Mazda is moving forward with a new crossover in the United States this year, even with the financial crisis it experienced in Japan. In addition, the automaker is increasing its advertisement expenses by 25% for 2012. Last week, Mazda Motor Corp. in Japan announced its plans to put $2 billion in new stock up for sale.
It also plans to borrow $878 million from banks to prepare for its largest net loss in 11 years. Moreover, it is seeking an alliance partner. Mazda is greatly affected by the surging yen due to its high rate of exports. The automaker anticipates its fourth straight year of losing money with a full fiscal-year net loss of 100 billion yen or around $1.29 billion, which is worse than previously forecasted. The fiscal year ends March 31.
However, the automaker revealed that it has "bottomed out" and expects a net income in its fiscal fourth quarter and for its fiscal year starting April 1, notwithstanding the strong yen.
Analyst Tatsuo Yoshida at UBS Securities Japan concurs with the assessment. He also anticipates net income in Mazda's fiscal fourth quarter as well as in its upcoming fiscal year. Executives at Mazda in North America refused to make a comment until after the parent company's fund-raising drive, which will probably be in March.
San Jose, Calif.-based Mazda dealer Shaun Del Grande related that he has not noticed changes in the plans of Mazda this year. He related that it is not like when "GM was going bankrupt -- nobody's feeling any of this." Del Grande also owns a Chevrolet dealership.

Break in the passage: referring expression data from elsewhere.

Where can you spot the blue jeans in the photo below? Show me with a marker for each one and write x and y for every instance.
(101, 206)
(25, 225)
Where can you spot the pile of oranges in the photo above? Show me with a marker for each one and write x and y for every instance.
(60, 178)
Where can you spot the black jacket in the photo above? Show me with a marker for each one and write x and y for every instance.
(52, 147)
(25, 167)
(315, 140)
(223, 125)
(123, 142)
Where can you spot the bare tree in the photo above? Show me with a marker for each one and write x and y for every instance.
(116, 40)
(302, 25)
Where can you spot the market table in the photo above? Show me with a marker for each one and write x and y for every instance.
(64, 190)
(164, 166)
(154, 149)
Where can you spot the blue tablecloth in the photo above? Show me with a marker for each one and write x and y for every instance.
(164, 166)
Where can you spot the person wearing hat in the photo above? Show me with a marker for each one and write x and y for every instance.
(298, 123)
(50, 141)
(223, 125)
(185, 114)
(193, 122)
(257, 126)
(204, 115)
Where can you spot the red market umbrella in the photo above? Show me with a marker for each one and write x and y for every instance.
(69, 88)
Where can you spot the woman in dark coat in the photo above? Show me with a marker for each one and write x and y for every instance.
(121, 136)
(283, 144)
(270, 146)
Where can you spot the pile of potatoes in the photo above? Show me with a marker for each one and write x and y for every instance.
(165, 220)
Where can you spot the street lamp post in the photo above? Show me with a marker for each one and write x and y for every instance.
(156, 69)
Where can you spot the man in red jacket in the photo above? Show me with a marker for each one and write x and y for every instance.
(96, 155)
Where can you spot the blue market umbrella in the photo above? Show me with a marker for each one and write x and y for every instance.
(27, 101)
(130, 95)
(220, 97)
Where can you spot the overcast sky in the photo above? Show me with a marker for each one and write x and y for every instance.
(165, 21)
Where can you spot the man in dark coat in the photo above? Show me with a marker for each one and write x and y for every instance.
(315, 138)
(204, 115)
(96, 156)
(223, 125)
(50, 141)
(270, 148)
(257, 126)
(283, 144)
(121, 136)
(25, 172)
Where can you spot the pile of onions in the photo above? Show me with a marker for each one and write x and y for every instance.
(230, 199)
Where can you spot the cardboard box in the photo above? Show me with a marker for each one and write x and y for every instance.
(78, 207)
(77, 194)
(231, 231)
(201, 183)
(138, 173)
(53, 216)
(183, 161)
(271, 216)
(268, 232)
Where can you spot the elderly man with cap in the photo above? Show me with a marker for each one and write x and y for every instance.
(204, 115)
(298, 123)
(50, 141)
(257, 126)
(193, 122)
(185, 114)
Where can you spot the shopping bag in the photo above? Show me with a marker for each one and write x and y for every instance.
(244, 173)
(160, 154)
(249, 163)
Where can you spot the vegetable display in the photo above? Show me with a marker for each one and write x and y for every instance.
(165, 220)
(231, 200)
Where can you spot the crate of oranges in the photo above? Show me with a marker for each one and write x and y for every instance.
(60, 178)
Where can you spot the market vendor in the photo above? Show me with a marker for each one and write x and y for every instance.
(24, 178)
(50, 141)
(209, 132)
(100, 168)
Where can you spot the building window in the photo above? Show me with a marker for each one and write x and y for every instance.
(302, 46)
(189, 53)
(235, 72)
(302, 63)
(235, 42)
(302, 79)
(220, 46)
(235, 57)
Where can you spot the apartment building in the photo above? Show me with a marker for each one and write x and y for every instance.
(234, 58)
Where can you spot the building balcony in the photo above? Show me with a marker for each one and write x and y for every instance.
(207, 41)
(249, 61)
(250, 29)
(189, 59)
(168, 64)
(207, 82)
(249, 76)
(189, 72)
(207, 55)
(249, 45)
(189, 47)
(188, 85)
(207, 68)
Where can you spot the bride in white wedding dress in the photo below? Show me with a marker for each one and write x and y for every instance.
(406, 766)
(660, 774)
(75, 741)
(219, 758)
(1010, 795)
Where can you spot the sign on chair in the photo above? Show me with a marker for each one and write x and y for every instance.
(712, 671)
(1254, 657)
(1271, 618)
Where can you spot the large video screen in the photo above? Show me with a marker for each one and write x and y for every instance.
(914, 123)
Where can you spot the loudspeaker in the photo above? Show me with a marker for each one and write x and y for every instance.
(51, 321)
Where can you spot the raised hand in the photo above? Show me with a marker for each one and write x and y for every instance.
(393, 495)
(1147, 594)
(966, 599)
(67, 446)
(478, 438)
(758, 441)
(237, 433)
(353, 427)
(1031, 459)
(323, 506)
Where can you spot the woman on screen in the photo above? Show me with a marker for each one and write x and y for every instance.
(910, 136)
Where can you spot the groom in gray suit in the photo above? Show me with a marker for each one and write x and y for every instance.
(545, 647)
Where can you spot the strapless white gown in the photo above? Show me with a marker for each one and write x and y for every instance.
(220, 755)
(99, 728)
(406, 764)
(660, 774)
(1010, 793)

Mazda executives here have guaranteed to increase advertising spending by 25% this year in order to support the debut of the CX-5 compact crossover. This vehicle is the automaker's first unit to have all the company's Skyactiv technologies like the lightweight frames and chassis, and the more powerful and more efficient powertrains. The CX-5 has started to arrive in showrooms.